Background: The clinical impact of microscopically positive tumor margin in papillary thyroid cancer is not well studied. The aim of this study is to evaluate the clinical importance of a microscopically positive margin for recurrence in papillary thyroid cancer patients and to examine whether recurrence and recurrence-free survival were affected by the location of the positive margin-anterior or posterior.
Methods: We conducted a retrospective cohort study at a single institution. From January 1997 to June 2015,6,293 papillary thyroid cancer patients who underwent total thyroidectomy with or without neck dissection (central and/or lateral) at the Thyroid Cancer Center of Samsung Medical Center (Seoul, South Korea) were included in the analyses.
Results: Of the 6,293 papillary thyroid cancer patients, an operative margin was microscopically involved in 313 (5.0%) on final pathologic report.
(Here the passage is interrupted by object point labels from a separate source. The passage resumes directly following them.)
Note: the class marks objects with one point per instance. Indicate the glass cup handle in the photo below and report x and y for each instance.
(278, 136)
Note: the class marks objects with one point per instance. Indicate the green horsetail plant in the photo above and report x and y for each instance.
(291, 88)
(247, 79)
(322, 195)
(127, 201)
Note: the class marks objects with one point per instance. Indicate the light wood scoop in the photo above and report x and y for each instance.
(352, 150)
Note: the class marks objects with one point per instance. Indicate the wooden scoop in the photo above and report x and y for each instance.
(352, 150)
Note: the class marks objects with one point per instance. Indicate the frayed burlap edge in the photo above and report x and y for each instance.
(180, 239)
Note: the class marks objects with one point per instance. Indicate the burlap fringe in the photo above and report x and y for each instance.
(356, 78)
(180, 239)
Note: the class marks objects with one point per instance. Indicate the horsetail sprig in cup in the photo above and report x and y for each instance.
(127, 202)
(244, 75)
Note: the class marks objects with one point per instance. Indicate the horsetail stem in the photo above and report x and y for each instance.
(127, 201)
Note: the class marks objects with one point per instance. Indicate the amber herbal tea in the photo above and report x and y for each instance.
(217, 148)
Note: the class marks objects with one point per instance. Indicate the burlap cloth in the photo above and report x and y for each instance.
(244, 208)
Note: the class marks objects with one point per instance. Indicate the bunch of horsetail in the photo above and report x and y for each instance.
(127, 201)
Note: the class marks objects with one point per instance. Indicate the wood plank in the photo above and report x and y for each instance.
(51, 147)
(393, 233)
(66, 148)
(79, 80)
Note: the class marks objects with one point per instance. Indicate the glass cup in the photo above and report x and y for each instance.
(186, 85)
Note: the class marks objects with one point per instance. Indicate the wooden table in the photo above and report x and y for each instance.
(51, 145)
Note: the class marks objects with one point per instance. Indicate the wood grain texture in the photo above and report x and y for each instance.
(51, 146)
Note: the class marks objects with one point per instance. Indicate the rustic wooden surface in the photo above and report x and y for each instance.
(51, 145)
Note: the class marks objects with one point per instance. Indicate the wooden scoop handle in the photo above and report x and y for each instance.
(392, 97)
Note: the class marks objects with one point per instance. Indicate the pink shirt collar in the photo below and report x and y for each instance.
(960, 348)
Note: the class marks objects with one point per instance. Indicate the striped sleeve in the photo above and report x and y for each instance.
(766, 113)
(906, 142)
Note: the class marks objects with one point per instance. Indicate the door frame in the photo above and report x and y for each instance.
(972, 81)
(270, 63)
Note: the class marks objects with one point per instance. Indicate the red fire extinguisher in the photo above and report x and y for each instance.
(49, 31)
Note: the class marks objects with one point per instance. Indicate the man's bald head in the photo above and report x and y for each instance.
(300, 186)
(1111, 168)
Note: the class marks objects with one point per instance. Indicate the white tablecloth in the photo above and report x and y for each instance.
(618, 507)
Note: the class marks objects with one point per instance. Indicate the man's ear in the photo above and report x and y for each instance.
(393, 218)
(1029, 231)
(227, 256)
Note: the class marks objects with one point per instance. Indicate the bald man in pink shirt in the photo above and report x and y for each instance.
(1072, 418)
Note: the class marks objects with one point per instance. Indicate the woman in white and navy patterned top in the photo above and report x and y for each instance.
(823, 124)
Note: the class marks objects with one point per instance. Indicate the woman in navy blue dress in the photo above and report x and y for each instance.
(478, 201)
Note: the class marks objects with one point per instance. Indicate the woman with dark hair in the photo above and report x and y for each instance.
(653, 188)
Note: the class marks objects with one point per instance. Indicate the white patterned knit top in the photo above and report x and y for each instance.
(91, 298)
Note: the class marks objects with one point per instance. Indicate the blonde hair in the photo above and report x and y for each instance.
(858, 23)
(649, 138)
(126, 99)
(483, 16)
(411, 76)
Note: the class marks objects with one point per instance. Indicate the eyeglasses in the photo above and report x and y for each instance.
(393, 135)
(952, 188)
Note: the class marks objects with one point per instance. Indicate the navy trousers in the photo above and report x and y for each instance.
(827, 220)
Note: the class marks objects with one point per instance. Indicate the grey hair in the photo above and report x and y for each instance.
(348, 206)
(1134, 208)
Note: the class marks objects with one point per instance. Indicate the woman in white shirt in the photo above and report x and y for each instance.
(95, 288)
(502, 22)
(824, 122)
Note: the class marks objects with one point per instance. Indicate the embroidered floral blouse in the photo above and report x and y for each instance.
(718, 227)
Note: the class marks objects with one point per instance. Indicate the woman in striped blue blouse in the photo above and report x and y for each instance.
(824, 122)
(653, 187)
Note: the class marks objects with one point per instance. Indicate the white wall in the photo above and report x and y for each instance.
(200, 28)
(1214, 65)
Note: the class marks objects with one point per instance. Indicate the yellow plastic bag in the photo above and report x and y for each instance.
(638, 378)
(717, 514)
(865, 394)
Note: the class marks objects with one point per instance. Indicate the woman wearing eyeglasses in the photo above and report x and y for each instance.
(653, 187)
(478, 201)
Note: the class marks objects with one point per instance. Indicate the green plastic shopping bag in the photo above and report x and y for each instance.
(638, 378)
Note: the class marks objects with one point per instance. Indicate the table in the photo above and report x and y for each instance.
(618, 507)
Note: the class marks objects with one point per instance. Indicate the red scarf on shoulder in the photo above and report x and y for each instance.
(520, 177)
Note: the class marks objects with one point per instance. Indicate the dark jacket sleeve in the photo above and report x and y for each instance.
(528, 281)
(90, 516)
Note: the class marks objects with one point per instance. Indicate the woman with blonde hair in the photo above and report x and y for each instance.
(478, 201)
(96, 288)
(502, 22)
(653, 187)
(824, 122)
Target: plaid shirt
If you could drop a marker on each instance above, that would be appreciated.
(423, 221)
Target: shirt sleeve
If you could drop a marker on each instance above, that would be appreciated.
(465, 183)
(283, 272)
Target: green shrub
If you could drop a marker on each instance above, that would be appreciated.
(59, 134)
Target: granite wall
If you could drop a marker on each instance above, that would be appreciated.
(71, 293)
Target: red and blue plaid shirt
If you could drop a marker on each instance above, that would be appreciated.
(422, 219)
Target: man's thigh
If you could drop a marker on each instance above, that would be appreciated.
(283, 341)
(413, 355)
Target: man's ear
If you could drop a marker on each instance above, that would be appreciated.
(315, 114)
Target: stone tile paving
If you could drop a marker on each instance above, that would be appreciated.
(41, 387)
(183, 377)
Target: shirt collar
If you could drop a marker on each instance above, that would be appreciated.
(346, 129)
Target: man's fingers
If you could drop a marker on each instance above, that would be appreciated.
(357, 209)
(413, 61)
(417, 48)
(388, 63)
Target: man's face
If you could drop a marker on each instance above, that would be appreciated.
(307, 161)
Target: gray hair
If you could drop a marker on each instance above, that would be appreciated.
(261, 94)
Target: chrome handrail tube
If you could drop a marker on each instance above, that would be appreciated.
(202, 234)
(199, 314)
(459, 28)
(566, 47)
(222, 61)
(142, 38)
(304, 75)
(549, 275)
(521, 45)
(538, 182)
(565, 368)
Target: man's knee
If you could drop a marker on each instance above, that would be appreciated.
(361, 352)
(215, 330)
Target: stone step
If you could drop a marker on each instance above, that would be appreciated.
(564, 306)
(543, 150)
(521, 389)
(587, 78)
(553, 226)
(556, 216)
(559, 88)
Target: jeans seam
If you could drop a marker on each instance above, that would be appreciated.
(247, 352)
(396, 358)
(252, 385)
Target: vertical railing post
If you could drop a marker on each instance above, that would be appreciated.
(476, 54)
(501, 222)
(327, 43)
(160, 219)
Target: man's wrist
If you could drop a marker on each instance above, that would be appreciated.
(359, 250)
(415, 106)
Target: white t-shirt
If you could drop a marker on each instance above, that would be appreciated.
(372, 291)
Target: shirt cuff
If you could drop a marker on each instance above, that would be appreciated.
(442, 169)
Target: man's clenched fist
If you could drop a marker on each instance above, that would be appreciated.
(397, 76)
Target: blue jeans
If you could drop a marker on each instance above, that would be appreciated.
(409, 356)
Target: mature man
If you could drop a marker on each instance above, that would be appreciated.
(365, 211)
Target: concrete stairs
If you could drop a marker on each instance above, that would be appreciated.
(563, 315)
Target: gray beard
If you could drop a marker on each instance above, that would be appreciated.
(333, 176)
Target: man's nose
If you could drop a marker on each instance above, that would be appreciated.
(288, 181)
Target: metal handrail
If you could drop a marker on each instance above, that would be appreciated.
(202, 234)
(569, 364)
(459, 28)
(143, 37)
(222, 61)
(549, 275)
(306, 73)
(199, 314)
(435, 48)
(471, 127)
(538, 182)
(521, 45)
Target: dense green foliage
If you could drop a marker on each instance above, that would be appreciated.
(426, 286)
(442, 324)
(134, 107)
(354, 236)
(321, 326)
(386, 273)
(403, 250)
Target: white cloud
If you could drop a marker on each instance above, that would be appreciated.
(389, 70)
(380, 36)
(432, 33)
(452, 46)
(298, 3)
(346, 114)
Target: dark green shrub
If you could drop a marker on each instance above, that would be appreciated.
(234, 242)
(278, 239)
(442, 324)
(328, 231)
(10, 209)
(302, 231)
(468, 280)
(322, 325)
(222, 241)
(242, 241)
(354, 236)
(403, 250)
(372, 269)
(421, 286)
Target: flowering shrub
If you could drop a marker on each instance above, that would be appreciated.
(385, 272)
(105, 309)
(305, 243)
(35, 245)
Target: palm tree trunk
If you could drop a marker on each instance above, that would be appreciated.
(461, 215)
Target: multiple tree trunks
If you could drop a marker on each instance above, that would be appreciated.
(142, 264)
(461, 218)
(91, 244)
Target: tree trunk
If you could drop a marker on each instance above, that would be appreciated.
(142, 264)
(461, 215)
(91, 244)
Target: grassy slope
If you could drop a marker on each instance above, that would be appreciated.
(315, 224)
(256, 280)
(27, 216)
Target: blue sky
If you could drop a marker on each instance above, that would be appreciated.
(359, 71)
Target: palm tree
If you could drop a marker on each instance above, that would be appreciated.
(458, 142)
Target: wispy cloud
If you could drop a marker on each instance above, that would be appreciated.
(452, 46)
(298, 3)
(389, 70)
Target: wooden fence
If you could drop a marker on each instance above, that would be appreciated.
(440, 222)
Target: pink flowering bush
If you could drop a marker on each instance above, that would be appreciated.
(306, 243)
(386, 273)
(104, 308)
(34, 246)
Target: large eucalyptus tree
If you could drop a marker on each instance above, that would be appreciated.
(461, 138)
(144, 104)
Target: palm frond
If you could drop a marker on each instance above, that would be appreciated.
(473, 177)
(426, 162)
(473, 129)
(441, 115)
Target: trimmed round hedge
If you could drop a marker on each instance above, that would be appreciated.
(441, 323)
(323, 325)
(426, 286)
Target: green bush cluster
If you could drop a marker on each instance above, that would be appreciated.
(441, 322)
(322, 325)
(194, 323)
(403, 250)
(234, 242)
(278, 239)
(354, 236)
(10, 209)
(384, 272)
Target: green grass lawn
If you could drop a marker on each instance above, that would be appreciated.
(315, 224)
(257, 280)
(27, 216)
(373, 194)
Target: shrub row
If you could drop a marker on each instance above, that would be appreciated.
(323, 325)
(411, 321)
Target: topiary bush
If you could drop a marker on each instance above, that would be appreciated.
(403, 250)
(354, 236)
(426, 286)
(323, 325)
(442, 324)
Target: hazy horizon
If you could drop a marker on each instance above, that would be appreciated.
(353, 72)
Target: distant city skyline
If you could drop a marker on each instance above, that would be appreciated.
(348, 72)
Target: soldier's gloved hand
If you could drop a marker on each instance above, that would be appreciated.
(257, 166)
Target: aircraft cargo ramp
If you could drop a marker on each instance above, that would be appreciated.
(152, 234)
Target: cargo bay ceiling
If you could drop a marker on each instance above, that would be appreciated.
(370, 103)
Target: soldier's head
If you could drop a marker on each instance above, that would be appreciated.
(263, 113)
The mean follow-up time was 77.5 months, and locoregional recurrence was observed in 244 (3.9%) patients. The presence of a microscopically positive margin did not increase the risk of locoregional recurrence (adjusted hazard ratio = 1.079, P = .140) after adjustment for other statistically significant factors in the Cox proportional hazard model. In addition, posterior positive margin was not a risk factor for locoregional recurrence as well (adjusted hazard ratio = 1.24, P = .672). In a propensity score-matching analysis, a microscopically positive margin did not increase the risk of locoregional recurrence.
Conclusion: Microscopic involvement of the operative margin in papillary thyroid cancer patients, whether anteriorly or posteriorly, does not appear be an independent prognostic factor in recurrence-free survival rates.